Creating Conscious Incompetence

Get a return on your investment in customer service training by helping people move up the Conscious Competence Learning Model

Have you ever had the task of changing the behaviour of one of your team members who thinks they know it all? I think we’ve all encountered such people who are blissfully unaware of their lack of competence.


I’m sure you’re already familiar with the Conscious Competence Learning Model.

These are the four stages people go through when they are learning something new.

The learner always begins at stage 1 – ‘unconscious incompetence’, and ends at stage 4 – ‘unconscious competence’, having passed through stage 2 – ‘conscious incompetence’ and – 3 ‘conscious competence’.

It’s not possible to jump stages, so when helping people learn something new we need to help them to get to the next stage.

When I’m working with clients to develop management, training or customer service skills there is often an assumption he people I’m working with are already at stage 2. In other words it’s assumed that they already recognise any shortfalls and the need for change or development.

But sadly they’re often still at stage 1 – unconscious incompetence – and not yet aware of any need to develop a new skill or behaviour. Trying to teach somebody something new from this point is a key reason so much training fails!

For anyone to learn something new or change their behaviour there needs to be some motivation to do so. Particularly when it requires some effort on their part. Without that recognition they will not be receptive to learning and the barriers will go up thinking “this doesn’t apply to me”.

In some instances people may previously have been at other levels but have regressed to an unconscious incompetence over a period of time.

From conscious incompetence they may simply have forgotten what is involved.

From conscious competence they may just have got rusty through lack of practice.

Or from a position of unconscious competence they’ve been doing it so long they’ve picked up bad habits. (I think here as an example of many people whose driving skills have lapsed into something verging on dangerous simply because they’ve picked up poor driving habits without being conscious of how bad the driving really is!)

This can present a challenge for us at times, as to undo a bad habit and replace it with a new habit can be more difficult than creating new habits from scratch.


Moving from stage 1 to stage 2

So how do we move somebody from a level of unconscious incompetence to conscious incompetence?

If somebody believes they’re already doing something well this can be a sensitive area (who ever likes to have their driving criticised?!)

One (potentially risky) way of doing this is waiting for something to go wrong. And this is often what is used to prompt training. In the case customer service training it might already be after a customer has received poor service and complained, or in the case of management skills it might be when a manager fails to get the response he expects from the team member.

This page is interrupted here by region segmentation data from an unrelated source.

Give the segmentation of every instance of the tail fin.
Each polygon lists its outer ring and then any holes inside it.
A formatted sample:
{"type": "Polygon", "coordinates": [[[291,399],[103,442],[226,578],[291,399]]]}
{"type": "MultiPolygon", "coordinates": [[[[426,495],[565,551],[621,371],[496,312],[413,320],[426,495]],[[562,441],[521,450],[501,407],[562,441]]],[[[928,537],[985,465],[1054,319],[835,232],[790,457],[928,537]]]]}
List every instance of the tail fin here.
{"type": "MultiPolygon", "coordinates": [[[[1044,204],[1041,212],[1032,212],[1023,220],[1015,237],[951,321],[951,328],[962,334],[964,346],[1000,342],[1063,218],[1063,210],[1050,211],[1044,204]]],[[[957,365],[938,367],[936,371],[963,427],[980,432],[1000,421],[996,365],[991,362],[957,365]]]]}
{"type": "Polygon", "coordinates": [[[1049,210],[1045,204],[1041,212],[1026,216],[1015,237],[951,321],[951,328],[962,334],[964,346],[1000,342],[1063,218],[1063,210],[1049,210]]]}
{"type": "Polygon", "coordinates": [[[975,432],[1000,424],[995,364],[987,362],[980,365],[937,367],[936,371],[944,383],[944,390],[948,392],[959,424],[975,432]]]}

it helps knowing the outcome or standard you’re aiming for, then comparing this with the employee’s level of performance. (Of course we must recognise this isn’t necessarily always a training need; it could be a number of other reasons which I’ll comment on another time. But let’s assume this time it is)

So by now we recognise a learning need, but maybe the individual doesn’t. We shouldn’t assume the employee recognises that shortfall; they need feedback to highlight the gap.

It might be advisable at this point want to steer away from the language used in the model; being told you are incompetent in a task is hardly likely to motivate or engage an employee!

The learner might now be conscious of their ‘incompetence’ or training need but still needs to be motivated to do something about it. This might be created by highlighting its relevance to their role and why it’s important.

But so often this focuses on why it’s important to the business and not what’s relevant to the individual. So focus on what’s in it for them, and of course this could vary from person to person depending on what’s important to the individual.

The better the person understands the training need prior to any tuition, coaching or training beginning the more enthusiastic they will be to even turn up for the training.

The greater the awareness or consciousness of their incompetence the more receptive they will be to learning, development and change, and the quicker they’ll move to a level of conscious competence and ultimately your goal of unconscious competence.